You remember Al Hallaj, a Sufi sage, who famously said, An al Haqq (“I have become Haqq, I have achieved that Haqiqa.”) And, of course, they burned him at the stake because you’re not allowed to say that in dualistic religions. Nonetheless, that’s always been the real path of the Sufi, who recognizes in that moment of Haqiqa that all is Allah and, therefore, there cannot be such a thing as a religion of Islam. Every religion is Allah’s religion—every path—there is no path; and it’s all beauty, it’s all truth, it’s all goodness. Then that vision of nonduality becomes real, not simply a belief or a fantasy. But if the scales haven’t fallen away and one does not see with the Third Eye, then one doesn’t really perceive the radiance of God’s Presence.

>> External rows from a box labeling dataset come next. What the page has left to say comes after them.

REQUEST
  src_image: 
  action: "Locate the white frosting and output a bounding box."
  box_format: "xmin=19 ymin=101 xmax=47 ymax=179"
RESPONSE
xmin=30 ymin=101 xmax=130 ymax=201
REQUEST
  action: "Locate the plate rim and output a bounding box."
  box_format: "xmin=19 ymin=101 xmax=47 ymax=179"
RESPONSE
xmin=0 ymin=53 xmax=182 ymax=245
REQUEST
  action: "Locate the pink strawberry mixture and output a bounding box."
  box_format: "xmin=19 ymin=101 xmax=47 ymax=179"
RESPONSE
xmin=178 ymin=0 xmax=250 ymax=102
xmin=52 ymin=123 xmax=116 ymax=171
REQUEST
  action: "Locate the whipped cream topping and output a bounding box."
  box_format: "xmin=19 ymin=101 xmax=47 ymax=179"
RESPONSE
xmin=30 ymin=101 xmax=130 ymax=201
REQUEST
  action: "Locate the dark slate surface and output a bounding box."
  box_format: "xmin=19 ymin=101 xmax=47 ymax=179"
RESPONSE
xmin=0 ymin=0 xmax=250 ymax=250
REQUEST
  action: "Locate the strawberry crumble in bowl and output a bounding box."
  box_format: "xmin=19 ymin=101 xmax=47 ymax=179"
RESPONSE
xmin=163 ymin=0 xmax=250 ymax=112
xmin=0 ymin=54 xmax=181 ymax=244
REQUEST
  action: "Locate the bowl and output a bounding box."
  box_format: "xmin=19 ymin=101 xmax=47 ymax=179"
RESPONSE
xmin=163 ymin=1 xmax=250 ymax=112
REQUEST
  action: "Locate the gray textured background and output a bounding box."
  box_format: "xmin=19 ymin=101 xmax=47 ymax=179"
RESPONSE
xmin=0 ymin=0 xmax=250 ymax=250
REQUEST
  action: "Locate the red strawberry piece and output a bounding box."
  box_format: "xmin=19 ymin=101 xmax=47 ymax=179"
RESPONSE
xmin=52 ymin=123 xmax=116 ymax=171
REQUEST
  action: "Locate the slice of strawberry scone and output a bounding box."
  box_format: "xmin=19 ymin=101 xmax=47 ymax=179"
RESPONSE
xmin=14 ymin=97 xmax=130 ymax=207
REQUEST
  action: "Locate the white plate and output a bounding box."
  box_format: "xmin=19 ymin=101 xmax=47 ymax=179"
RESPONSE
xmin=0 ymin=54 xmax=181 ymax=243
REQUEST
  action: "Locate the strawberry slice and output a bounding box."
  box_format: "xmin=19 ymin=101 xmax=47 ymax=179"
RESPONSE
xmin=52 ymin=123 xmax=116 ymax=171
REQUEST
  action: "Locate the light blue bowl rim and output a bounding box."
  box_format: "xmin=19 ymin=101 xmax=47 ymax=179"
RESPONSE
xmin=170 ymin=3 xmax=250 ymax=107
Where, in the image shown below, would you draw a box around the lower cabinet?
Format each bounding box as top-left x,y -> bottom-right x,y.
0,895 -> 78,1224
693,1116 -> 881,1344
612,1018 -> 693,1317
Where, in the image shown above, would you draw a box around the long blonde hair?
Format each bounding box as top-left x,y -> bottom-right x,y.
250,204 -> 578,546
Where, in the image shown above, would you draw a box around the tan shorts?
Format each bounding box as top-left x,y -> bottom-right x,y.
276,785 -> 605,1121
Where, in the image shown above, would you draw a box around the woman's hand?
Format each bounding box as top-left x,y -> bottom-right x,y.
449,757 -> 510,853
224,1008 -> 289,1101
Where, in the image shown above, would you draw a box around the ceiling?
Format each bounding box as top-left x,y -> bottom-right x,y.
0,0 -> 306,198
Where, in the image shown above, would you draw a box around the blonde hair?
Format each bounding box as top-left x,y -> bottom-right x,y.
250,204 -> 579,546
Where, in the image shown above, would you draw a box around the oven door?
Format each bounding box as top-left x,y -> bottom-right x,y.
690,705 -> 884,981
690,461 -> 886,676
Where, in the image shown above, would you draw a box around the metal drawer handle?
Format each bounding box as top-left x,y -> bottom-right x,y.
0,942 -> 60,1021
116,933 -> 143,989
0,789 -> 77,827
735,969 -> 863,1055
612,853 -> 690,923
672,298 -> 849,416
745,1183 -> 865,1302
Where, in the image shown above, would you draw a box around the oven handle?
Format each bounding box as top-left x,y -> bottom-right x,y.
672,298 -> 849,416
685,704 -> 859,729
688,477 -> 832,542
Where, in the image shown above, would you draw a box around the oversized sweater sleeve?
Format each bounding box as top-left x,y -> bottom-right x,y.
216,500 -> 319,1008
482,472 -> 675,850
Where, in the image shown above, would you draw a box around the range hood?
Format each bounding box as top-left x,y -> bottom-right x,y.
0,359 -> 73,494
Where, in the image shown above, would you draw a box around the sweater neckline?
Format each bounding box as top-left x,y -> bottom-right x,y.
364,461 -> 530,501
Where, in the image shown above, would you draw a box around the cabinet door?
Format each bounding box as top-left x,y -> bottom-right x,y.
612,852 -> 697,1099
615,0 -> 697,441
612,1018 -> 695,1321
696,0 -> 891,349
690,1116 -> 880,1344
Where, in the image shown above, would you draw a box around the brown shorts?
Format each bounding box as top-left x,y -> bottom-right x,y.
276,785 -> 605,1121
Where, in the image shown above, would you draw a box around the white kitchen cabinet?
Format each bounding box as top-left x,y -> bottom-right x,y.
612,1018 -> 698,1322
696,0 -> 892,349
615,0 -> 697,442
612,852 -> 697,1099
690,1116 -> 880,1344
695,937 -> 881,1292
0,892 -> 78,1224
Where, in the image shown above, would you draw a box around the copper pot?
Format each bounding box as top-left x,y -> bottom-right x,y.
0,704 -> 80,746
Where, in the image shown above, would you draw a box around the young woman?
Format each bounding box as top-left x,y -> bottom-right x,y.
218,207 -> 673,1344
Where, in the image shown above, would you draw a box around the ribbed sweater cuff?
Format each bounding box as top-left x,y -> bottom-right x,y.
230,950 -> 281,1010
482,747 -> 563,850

Then it becomes something that is never realized but only talked about or thought about or read about.
So in that phrase “nobody, son of nobody” (which was written by a famous Sufi poet, a well-renowned sage), if you think about it, what does that mean to realize I am no body? What am I? I am not only bodyless, but I am not an identifiable individual person or being in a world. And I am the son of nobody, right? If I am not the son (and let’s say son, daughter, offspring, child) of God—it’s obviously not a gendered issue—if I am not the son, then what does that mean? Doesn’t that mean I am the father or the mother or the Absolute Itself, not some derivative? So nonduality is being expressed, but it’s being expressed in a dualistic phrase. The Sufis could get away with that, even though they were expressing nonduality, because it was a humble submission of the ego to that Inconceivable Presence.